Diving Session
- Michaela Thomasova
- 24. 9. 2018
- Minut čtení: 1
Do I get into a sad mood on purpose?
Sitting on the lonely stairs
Knowing my creative side kicks in only
when I'm feeling down.
So, I kick myself
down those never-ending stairs.
Hoping to get something out of it.
It might even be fake.
I am confused.
I don't want anybody to see me.
Because I can't explain it to them.
I can't even explain it to myself.
It's a mystery to me.
Like the ocean,
that's filled with thoughts
and many are unexplored and misunderstood.
They swim close to the soul.
They are capable of ripping it apart.
If you let it.
Maybe it's a process that is worth taking and crying through.
So, this poem was born
Out of tears which have no apparent reason.

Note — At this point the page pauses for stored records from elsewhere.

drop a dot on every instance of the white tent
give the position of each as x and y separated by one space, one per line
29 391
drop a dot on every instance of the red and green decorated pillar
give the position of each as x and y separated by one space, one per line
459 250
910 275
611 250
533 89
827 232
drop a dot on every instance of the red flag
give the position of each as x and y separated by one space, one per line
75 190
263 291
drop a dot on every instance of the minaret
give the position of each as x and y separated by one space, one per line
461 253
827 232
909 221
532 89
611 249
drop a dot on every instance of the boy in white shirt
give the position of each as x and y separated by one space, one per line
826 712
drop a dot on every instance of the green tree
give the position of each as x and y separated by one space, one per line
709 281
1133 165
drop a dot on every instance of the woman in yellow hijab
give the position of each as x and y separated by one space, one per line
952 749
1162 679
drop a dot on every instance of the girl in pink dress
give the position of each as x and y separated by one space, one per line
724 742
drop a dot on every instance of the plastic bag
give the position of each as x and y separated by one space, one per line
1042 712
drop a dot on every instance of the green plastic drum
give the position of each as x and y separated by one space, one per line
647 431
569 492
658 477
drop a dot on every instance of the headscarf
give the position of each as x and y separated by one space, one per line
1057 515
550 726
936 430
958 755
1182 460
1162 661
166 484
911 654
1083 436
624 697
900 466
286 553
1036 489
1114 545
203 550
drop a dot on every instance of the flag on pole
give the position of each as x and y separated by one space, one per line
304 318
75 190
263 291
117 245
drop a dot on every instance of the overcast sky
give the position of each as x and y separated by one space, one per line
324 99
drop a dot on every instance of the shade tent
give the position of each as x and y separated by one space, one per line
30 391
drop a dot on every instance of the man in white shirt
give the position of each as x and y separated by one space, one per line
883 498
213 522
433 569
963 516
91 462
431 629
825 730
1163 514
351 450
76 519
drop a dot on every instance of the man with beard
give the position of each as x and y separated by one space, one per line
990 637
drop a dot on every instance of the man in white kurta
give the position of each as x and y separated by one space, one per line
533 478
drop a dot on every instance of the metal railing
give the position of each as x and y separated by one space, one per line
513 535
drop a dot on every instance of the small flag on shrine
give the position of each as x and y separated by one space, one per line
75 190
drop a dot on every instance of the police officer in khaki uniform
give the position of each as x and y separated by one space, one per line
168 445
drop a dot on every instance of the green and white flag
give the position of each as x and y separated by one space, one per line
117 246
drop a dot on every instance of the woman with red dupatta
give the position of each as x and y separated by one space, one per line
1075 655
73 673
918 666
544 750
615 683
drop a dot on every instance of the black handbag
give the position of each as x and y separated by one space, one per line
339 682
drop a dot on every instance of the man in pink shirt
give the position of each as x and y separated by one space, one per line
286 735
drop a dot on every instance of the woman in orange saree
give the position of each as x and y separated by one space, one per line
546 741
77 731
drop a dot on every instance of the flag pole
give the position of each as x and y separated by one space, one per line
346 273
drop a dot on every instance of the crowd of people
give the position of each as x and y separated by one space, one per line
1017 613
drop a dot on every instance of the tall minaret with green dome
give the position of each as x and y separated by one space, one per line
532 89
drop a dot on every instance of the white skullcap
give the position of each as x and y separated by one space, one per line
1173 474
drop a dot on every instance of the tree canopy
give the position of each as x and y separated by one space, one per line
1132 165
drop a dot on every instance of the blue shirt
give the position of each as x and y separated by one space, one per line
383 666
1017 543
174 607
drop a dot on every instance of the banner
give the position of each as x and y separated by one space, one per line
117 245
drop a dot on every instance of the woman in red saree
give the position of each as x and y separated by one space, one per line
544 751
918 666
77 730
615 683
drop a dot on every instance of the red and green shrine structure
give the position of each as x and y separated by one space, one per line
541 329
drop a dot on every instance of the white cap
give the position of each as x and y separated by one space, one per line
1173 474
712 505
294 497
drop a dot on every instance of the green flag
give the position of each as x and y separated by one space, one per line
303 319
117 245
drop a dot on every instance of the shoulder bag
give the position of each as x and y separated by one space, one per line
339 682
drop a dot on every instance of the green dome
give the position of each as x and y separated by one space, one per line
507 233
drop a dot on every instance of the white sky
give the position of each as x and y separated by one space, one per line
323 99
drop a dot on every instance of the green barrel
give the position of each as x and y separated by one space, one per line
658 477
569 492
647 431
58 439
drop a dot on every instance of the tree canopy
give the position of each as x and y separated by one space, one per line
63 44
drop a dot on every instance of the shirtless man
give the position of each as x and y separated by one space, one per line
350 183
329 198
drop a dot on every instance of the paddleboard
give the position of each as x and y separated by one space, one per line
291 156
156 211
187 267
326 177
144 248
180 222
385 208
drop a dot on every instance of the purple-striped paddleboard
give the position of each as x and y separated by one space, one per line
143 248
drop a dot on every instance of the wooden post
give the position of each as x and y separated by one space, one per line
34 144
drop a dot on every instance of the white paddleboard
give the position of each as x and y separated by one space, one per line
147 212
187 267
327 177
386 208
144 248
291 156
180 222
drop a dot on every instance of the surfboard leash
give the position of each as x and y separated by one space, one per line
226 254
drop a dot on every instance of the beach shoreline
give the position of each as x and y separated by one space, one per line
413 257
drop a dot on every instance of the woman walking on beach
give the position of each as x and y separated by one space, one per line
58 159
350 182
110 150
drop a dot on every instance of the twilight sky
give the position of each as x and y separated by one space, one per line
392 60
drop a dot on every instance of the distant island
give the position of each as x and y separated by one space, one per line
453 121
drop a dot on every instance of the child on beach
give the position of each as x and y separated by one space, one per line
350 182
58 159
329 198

Out of feeling that has suddenly passed.
It's strange and confusing mess.
It's my therapy, my self-help.
My scuba diver having the reality glasses.
What?
You expected it to have a logical explanation?
It doesn't make sense?
It does to me.
It only takes a few minutes,
oxygen bomb is not for forever but just enough.
Enough to realise I am good enough.
That I am more than enough.
And I am okay again.
Green eyes become browner again.
They are dry and concentrated.

The dark sky is clear.
The water just blue.
Not a single cloud.
Not a shred of darkness.
For now.
I hope it gets comfortable and doesn't leave.
And he can stay on a land a little longer.
Here's to another diving,
to another successful therapy session.